The backbone serves as the primary part of the network responsible for extracting visual features from the image. In this instance, we employ the Darknet-CSP as the backbone—a Convolutional Neural Network (CNN) tailored specifically for visual feature extraction. The term "CSP" refers to Cross-Stage Partial Network, a design technique enhancing the model's performance. This backbone utilizes a strategy from the CSPNet model (Wang et al., 2019) to split the feature map into two distinct parts and then merge them, potentially providing a more comprehensive image representation.

PANet Feature Fusion

This method, employed in instance segmentation, is used to merge features. PANet addresses the issue of scale differences among objects in an image. It uses a pyramid of resolution levels to account for objects at different scales.

Detection Heads

Responsible for predicting detected objects and associated information, including classes, keypoints, and bounding boxes.

Output Tensors

There are 4 output tensors to consider different object scales. Each vector in the tensors contains the following information:

$P_v$ = $Obj_{conf}$, $C_{x}$, $C_{y}$, W, H, $class_{conf1}$, ..., $class_{conf9}$, $K^{1}_x$, $K^{1}_y$, $K^{1}_{conf}$, ..., $K^{17}_x, K^{17}_y, K^{17}_{conf}$

  • $Obj_{conf}$ : Probability of being an object 'objectness'.
  • $C_x, C_y, W, H$: Bounding box coordinates.
  • $class_{confi}$ : Probability that the object belongs to ith class.
  • $K_x, K_y, K_{conf}$ : Coordinates (x, y) of a point among the 17 points, with conf as the probability. $K_{conf}$ denotes the visibility of keypoints, and points with low visibility can be discarded based on this visibility indicator.

Loss function

The loss function is as follows:

$L_{total} = \sum_{s,i,j,k} (\lambda_{cls} \cdot L_{cls} + \lambda_{box} \cdot L_{box} + \lambda_{kpts} \cdot L_{kpts} + \lambda_{kpts_conf} \cdot L_{kpts_conf})$

The loss function is a sum over:

  • $s$: The scale.
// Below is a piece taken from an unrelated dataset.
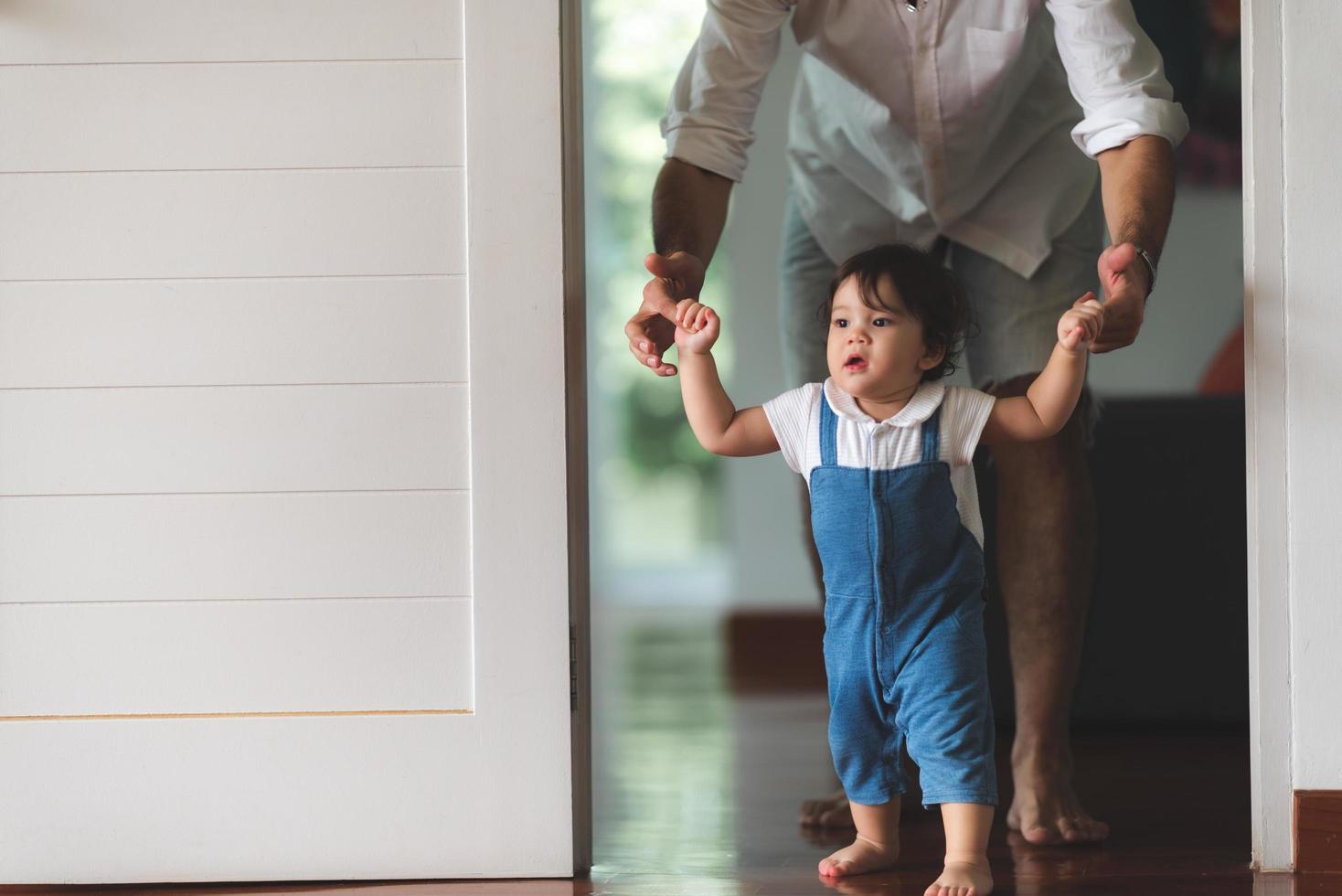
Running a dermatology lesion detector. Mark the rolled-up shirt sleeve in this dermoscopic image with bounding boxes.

YOLO detects objects across multiple scales (multi-head detection).
  • $i$: The x-coordinate of the grid cell responsible for detecting the object.
  • $j$: The y-coordinate of the grid cell responsible for detecting the object.
  • $k$: The $k^{th}$ anchor.

The sub-losses are:

  • $L_{cls}$: The loss incurred from correctly classifying the objects.
  • $L_{box}$: The loss associated with bounding boxes.
  • $L_{kpts}$: The loss related to detecting keypoint coordinates.
  • $L_{kpts_conf}$: The loss in classifying keypoints, particularly their visibility.
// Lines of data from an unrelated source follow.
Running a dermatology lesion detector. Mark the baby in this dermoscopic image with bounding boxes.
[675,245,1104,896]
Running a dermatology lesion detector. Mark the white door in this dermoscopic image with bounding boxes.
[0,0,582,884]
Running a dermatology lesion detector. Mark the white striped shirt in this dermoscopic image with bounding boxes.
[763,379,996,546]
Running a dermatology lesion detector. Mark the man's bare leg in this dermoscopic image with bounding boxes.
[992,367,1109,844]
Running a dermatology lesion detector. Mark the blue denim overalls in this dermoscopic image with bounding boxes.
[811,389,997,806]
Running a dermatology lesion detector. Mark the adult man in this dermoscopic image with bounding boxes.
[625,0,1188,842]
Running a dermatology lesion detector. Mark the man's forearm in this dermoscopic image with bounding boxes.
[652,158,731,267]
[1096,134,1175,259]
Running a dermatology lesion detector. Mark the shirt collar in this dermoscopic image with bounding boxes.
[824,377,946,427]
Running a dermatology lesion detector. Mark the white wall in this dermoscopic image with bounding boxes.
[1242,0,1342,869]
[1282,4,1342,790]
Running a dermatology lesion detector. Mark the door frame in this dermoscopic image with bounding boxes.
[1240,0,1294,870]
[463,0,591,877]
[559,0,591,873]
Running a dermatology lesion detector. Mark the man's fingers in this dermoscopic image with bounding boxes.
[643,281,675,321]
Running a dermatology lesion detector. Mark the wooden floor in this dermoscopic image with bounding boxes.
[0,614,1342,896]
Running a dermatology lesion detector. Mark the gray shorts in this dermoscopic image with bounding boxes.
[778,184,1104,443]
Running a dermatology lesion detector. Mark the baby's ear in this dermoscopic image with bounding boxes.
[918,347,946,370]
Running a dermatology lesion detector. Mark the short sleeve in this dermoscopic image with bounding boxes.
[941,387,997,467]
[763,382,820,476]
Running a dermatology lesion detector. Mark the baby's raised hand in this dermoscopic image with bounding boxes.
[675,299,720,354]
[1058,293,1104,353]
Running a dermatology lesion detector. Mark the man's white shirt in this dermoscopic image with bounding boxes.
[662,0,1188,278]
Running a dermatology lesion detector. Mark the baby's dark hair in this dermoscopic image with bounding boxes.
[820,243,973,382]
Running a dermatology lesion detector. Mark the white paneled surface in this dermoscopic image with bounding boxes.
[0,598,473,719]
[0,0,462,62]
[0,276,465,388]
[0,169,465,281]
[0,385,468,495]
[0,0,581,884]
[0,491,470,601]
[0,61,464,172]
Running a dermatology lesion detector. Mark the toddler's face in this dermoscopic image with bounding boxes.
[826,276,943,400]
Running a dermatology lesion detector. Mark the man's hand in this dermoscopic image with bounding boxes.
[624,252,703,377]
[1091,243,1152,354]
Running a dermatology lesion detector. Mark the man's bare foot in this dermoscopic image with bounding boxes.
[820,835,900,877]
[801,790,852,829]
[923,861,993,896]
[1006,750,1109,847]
In the original YOLOv7 Pose paper, they set $\lambda_{cls}$ = 0.5, $\lambda_{box}$ = 0.05, $\lambda_{kpts}$ = 0.1 and $\lambda_{kpts_conf}$ = 0.5.

License

These modifications are distributed under the terms of the GPL version 3.0. For more details, refer to the COPYING file included in this repository, which contains the full text of the GPL license.